18.12.2019 tarihinde tanzim edilen kesinleşme şerhinde, itiraz edilmediğinden kararın 10.12.2019 tarihinde kesinleştiği, suç tarihinin 26.08.2013 olduğu belirtilmiştir.
Gerekçeli karar, kesinleşme şerhi ve tali karar fişi 19.12.2019 tarihinde, Adli Sicil ve İstatistik Genel Müdürlüğüne gönderilmiştir.
Adli Sicil ve İstatistik Genel Müdürlüğünün 25.12.2019 tarihli yazısı ile tali karar fişinde, doğum tarihinin 28.06.1999, suç tarihinin ise 26.08.2013 olduğu görülen sanığın suç tarihi itibariyle 18 yaşını tamamlamadığı, fişte belirtilen denetim süresi ile 5395 sayılı Çocuk Koruma Kanununda belirtilen denetim süresi arasında çelişki olduğu görüldüğünden evrakın iade edilmesi üzerine, Mahkemenin 25.12.2019 tarihli müzekkeresi ile kanun yararına bozma ihbarında bulunduğu ve Cumhuriyet Başsavcılığının 18.02.2020 tarihli, suç tarihi itibari ile suça sürüklenen çocuk hakkında denetim süresinin 5 yıl olarak belirlenmesinin hukuka aykırılık unsuru ihtiva ettiğinden kesin kararın kanun yararına bozulmasına dair görüşün teminine müteakip Yargıtay Cumhuriyet Başsavcılığından, Adalet Bakanlığı Ceza İşleri Genel Müdürlüğünün 11.05.2020 tarihli talebi ile kesin kararın kanun yararına bozulmasının istenilmesi yazılı bildiriminde bulunulmuştur.

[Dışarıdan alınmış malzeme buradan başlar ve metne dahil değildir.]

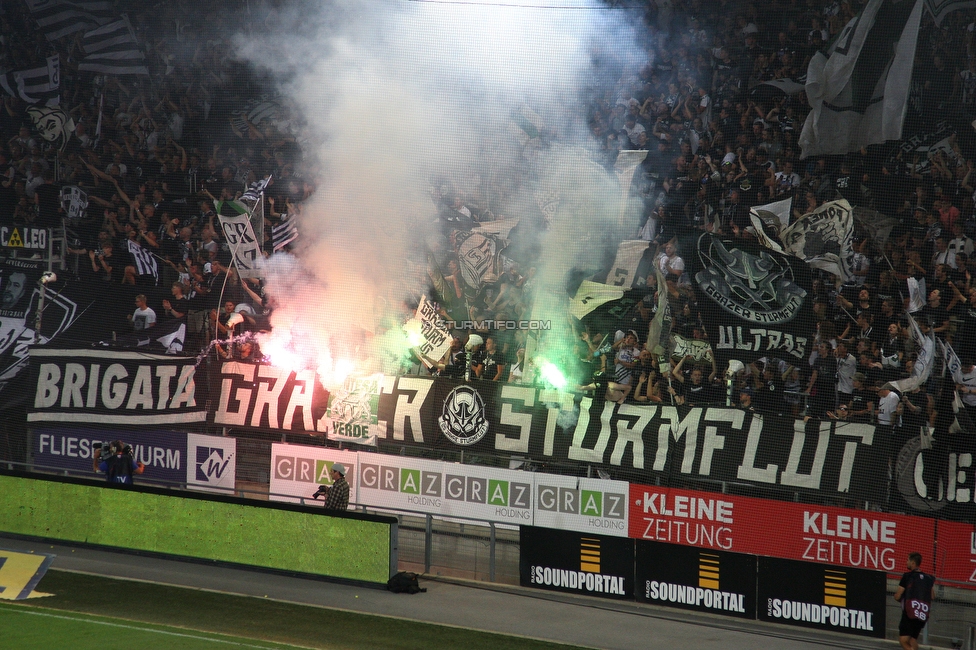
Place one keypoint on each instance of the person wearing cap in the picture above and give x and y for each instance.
(337, 494)
(862, 405)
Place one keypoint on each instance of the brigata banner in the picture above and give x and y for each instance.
(955, 554)
(114, 387)
(823, 597)
(654, 443)
(297, 471)
(578, 563)
(202, 462)
(266, 397)
(699, 579)
(828, 535)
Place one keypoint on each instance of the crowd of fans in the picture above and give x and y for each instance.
(176, 147)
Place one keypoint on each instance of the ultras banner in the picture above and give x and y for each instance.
(113, 387)
(754, 301)
(649, 442)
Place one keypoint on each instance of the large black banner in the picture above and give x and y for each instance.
(644, 443)
(754, 302)
(821, 596)
(266, 397)
(113, 387)
(579, 563)
(701, 579)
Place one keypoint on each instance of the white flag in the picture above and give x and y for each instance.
(624, 270)
(858, 92)
(824, 238)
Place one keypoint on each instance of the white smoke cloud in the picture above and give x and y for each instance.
(399, 94)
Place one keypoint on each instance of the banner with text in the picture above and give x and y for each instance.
(823, 534)
(200, 461)
(702, 580)
(578, 563)
(838, 599)
(114, 387)
(297, 471)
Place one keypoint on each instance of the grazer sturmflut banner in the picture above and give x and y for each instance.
(114, 387)
(647, 442)
(754, 302)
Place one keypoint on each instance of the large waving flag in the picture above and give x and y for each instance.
(859, 90)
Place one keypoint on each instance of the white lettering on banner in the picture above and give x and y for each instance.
(245, 398)
(854, 528)
(580, 580)
(85, 448)
(824, 614)
(696, 596)
(408, 407)
(78, 387)
(686, 521)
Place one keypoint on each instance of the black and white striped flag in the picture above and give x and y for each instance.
(58, 18)
(257, 188)
(40, 85)
(284, 233)
(145, 262)
(113, 49)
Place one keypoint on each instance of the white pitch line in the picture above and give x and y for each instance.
(19, 610)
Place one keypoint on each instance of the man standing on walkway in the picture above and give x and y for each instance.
(336, 495)
(915, 592)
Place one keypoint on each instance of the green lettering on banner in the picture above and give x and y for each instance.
(410, 481)
(497, 492)
(591, 503)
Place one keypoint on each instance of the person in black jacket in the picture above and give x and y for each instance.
(915, 592)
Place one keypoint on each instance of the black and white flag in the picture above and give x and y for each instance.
(74, 200)
(859, 90)
(824, 238)
(41, 85)
(145, 262)
(754, 302)
(113, 49)
(284, 233)
(58, 18)
(257, 188)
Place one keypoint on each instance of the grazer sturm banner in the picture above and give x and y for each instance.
(298, 470)
(446, 489)
(821, 534)
(163, 452)
(579, 563)
(114, 387)
(655, 442)
(824, 597)
(705, 580)
(266, 397)
(754, 302)
(351, 413)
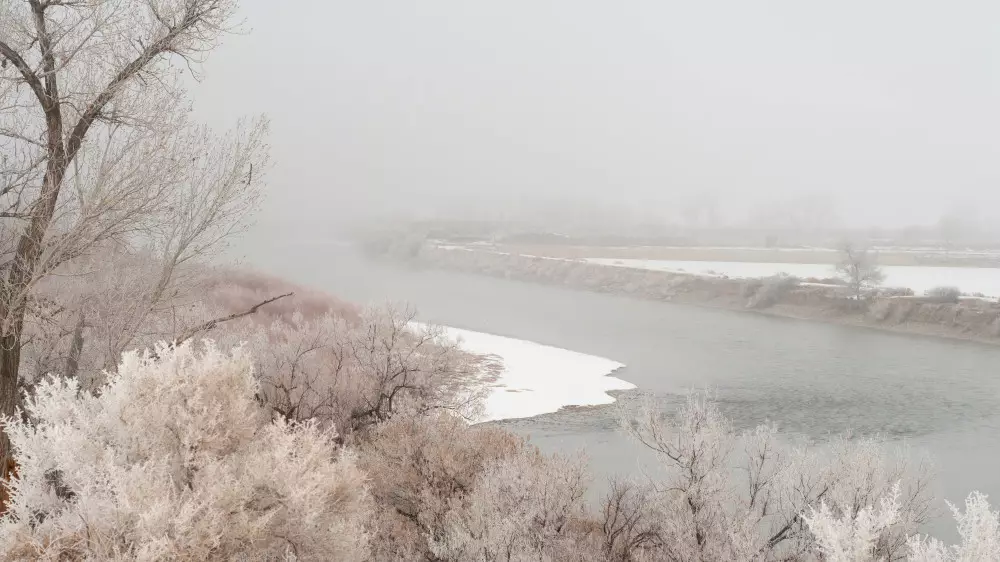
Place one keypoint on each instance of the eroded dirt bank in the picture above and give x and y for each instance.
(972, 319)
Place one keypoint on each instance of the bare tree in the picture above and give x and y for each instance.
(859, 268)
(96, 146)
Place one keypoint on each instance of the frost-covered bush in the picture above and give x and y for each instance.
(175, 459)
(771, 290)
(944, 294)
(447, 491)
(356, 372)
(844, 536)
(730, 495)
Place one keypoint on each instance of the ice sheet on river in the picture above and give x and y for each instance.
(539, 379)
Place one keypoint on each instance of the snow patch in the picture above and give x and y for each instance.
(540, 379)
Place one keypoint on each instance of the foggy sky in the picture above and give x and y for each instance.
(890, 108)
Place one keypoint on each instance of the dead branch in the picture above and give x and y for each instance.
(216, 321)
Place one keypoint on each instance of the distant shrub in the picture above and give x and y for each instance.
(825, 280)
(944, 294)
(895, 292)
(880, 309)
(772, 289)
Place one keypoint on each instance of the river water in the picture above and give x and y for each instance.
(814, 380)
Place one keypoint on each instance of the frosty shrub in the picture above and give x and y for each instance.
(356, 372)
(944, 294)
(730, 495)
(447, 491)
(772, 289)
(845, 537)
(175, 459)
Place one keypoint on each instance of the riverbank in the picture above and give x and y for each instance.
(968, 319)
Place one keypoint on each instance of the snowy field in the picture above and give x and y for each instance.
(985, 280)
(539, 379)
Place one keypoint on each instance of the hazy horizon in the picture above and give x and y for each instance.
(855, 114)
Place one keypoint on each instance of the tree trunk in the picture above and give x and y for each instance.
(76, 349)
(10, 359)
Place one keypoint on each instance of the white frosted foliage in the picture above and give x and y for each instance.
(174, 458)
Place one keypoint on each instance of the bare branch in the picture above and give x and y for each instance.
(215, 322)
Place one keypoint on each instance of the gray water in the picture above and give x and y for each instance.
(814, 380)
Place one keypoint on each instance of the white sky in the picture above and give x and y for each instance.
(891, 108)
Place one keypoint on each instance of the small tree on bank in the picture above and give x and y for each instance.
(859, 268)
(175, 459)
(97, 152)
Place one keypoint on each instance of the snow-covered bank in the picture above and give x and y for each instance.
(539, 379)
(985, 280)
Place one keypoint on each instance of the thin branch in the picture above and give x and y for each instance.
(29, 76)
(214, 322)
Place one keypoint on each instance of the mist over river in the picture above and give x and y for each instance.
(812, 379)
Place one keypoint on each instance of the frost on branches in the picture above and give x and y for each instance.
(174, 459)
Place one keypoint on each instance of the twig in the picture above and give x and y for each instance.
(215, 322)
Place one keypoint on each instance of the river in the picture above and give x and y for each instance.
(812, 379)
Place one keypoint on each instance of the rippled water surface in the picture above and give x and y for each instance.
(813, 379)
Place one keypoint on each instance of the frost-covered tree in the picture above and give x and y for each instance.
(97, 150)
(845, 536)
(729, 495)
(449, 492)
(859, 268)
(175, 459)
(979, 527)
(355, 372)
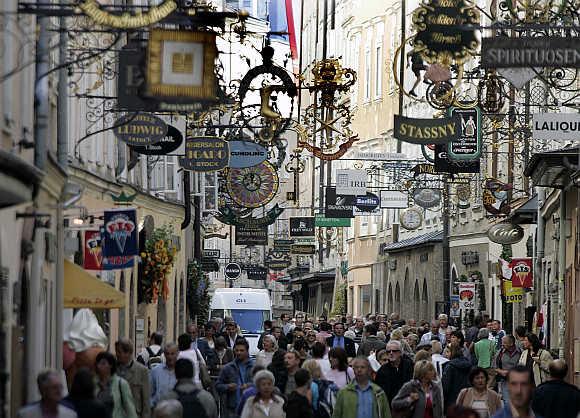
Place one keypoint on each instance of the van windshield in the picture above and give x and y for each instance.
(250, 321)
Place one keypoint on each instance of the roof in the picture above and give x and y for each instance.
(417, 241)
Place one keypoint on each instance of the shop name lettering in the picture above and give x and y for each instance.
(429, 132)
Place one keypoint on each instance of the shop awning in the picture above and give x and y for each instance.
(82, 290)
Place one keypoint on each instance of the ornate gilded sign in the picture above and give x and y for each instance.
(446, 30)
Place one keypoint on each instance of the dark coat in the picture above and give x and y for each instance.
(392, 379)
(556, 398)
(455, 377)
(348, 345)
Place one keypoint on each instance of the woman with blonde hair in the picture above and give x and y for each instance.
(422, 396)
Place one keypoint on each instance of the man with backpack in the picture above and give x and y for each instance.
(152, 355)
(196, 402)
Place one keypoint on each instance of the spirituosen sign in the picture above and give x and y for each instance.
(426, 131)
(446, 30)
(141, 129)
(561, 126)
(205, 154)
(467, 146)
(550, 51)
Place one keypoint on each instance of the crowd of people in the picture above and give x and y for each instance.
(371, 367)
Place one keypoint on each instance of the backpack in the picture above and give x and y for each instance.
(154, 359)
(327, 392)
(192, 406)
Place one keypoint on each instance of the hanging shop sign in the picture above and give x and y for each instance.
(495, 197)
(443, 164)
(560, 126)
(251, 236)
(553, 51)
(302, 226)
(427, 198)
(512, 294)
(147, 17)
(338, 206)
(324, 222)
(256, 272)
(170, 142)
(411, 218)
(426, 131)
(467, 146)
(393, 199)
(228, 216)
(368, 203)
(351, 182)
(246, 154)
(467, 295)
(140, 129)
(181, 64)
(233, 271)
(302, 249)
(252, 187)
(205, 154)
(522, 272)
(505, 234)
(120, 229)
(445, 30)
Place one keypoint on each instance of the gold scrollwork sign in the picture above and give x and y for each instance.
(154, 14)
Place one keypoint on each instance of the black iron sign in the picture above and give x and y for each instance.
(426, 131)
(530, 52)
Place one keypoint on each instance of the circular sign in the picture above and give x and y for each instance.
(505, 233)
(233, 271)
(168, 144)
(427, 198)
(141, 129)
(252, 187)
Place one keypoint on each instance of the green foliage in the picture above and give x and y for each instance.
(198, 298)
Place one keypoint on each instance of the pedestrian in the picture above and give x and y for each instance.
(136, 375)
(422, 396)
(455, 375)
(361, 398)
(152, 355)
(507, 358)
(485, 353)
(535, 358)
(478, 397)
(196, 402)
(299, 401)
(339, 340)
(397, 371)
(520, 386)
(82, 396)
(113, 391)
(162, 378)
(270, 346)
(340, 372)
(266, 403)
(168, 409)
(555, 398)
(371, 342)
(235, 377)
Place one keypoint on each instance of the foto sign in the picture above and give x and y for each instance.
(561, 126)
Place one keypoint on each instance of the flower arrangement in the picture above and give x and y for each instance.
(157, 261)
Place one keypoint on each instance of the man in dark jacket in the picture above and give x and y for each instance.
(339, 340)
(371, 342)
(556, 398)
(235, 377)
(455, 375)
(397, 371)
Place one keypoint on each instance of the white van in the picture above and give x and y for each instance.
(248, 307)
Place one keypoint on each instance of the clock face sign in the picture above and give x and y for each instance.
(252, 187)
(411, 218)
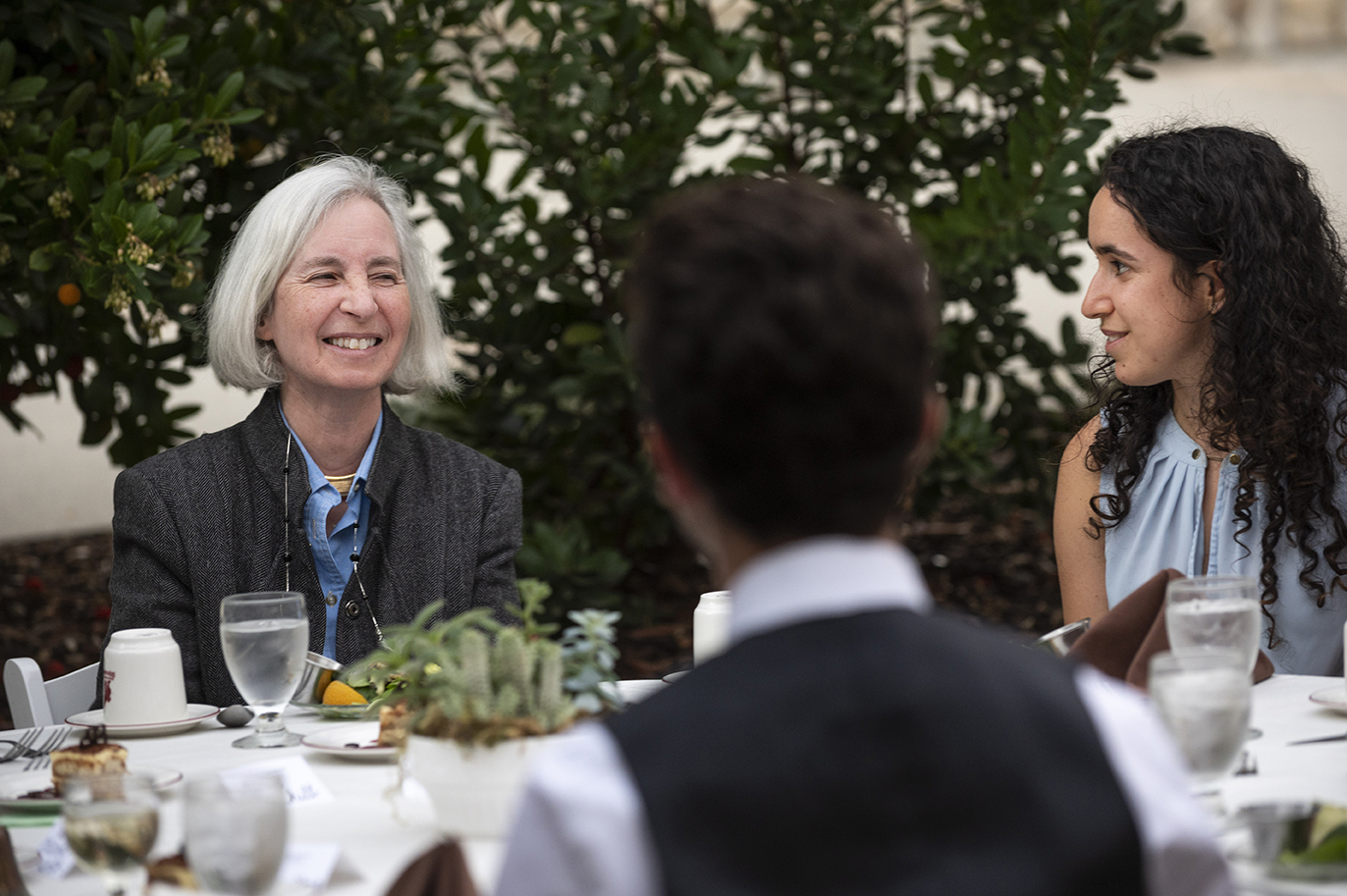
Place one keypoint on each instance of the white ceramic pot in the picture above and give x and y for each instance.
(474, 790)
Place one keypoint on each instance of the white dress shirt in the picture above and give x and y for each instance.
(582, 830)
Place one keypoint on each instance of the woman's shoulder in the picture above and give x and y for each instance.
(205, 450)
(441, 454)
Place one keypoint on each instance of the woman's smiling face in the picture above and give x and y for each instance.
(1155, 331)
(341, 310)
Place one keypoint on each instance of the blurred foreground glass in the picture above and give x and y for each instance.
(111, 823)
(236, 831)
(1203, 700)
(1206, 611)
(264, 638)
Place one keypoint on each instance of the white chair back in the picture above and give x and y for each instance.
(33, 702)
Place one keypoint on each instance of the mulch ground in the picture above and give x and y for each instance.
(54, 600)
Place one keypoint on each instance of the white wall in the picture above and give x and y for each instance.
(51, 485)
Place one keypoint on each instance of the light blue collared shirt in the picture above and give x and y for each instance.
(332, 553)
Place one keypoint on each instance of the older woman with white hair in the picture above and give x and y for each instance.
(325, 302)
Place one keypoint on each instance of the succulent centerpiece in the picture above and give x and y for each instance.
(473, 700)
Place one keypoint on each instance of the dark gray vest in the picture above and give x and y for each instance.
(880, 754)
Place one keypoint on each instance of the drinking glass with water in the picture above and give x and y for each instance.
(1203, 700)
(111, 823)
(264, 638)
(1213, 611)
(236, 831)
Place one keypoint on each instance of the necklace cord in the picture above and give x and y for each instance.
(354, 541)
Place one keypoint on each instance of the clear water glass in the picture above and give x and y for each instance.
(236, 827)
(1203, 700)
(111, 823)
(1206, 611)
(264, 638)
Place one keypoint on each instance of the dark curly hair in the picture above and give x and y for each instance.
(784, 337)
(1277, 376)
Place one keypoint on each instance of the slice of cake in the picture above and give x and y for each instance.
(91, 756)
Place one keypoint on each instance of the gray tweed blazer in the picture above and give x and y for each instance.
(205, 519)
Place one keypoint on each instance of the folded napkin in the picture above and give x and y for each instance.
(1122, 643)
(439, 871)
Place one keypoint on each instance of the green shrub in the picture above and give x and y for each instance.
(970, 120)
(540, 133)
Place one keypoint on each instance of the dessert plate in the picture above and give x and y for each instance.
(196, 712)
(357, 743)
(1333, 698)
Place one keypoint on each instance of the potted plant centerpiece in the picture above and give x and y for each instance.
(476, 700)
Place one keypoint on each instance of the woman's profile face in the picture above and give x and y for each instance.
(341, 310)
(1155, 332)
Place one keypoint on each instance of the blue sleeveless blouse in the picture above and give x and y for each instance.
(1164, 530)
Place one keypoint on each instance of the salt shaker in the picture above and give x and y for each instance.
(710, 625)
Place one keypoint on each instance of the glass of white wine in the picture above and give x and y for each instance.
(111, 823)
(264, 638)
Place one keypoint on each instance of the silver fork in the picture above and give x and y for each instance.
(21, 748)
(44, 748)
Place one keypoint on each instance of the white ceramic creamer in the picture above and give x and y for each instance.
(710, 625)
(141, 678)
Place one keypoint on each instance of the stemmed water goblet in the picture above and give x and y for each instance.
(264, 638)
(111, 823)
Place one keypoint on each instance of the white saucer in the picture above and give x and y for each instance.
(196, 712)
(1333, 698)
(357, 743)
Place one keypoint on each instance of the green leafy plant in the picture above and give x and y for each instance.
(478, 682)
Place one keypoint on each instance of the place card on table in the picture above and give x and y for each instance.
(308, 864)
(54, 856)
(300, 781)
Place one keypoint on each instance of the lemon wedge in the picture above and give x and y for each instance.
(343, 694)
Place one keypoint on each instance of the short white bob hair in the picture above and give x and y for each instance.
(268, 241)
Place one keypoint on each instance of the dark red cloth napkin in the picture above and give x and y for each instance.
(1122, 643)
(439, 871)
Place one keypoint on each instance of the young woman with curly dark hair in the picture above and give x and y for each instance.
(1219, 448)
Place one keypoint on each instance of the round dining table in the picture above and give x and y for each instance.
(381, 823)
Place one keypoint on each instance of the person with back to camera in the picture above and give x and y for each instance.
(325, 300)
(847, 741)
(1219, 448)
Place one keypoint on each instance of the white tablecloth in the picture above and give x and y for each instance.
(379, 840)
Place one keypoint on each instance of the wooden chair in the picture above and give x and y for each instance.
(33, 702)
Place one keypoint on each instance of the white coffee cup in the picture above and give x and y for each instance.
(141, 678)
(710, 625)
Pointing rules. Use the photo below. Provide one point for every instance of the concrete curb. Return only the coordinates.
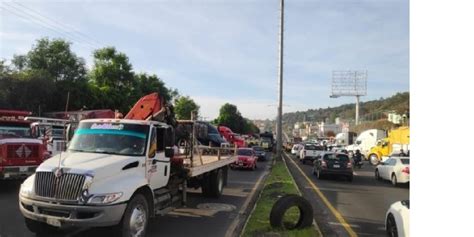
(238, 225)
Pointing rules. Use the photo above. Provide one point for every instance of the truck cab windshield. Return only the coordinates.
(110, 138)
(12, 130)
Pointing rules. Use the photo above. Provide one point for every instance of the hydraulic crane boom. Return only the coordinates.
(152, 107)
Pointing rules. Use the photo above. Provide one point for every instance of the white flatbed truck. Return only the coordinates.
(120, 173)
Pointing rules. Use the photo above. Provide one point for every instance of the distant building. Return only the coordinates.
(325, 128)
(395, 118)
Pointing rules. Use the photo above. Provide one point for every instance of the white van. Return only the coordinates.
(366, 140)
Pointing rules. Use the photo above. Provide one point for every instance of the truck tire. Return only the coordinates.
(135, 218)
(217, 183)
(40, 228)
(286, 202)
(374, 160)
(206, 185)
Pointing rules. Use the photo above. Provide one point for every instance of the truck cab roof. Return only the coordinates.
(129, 121)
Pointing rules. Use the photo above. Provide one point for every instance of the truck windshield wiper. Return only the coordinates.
(78, 150)
(103, 152)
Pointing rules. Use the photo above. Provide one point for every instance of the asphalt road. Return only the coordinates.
(201, 217)
(362, 203)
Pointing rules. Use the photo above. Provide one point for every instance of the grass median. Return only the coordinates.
(278, 183)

III-KANUN YARARINA BOZMA İSTEMİNE İLİŞKİN UYUŞMAZLIĞIN KAPSAMI:
Suç tarihi itibariyle 12-15 yaş grubu aralığında bulunan suça sürüklenen çocuk hakkında, terör örgütü propagandası yapmak suçundan kurulan hükmün 5271 CMK’nın 231. maddesi uyarınca açıklanmasının geri bırakılmasına dair kararda denetim süresinin 5 yıl olarak belirlenmesinde isabet bulunup bulunmadığına ilişkindir.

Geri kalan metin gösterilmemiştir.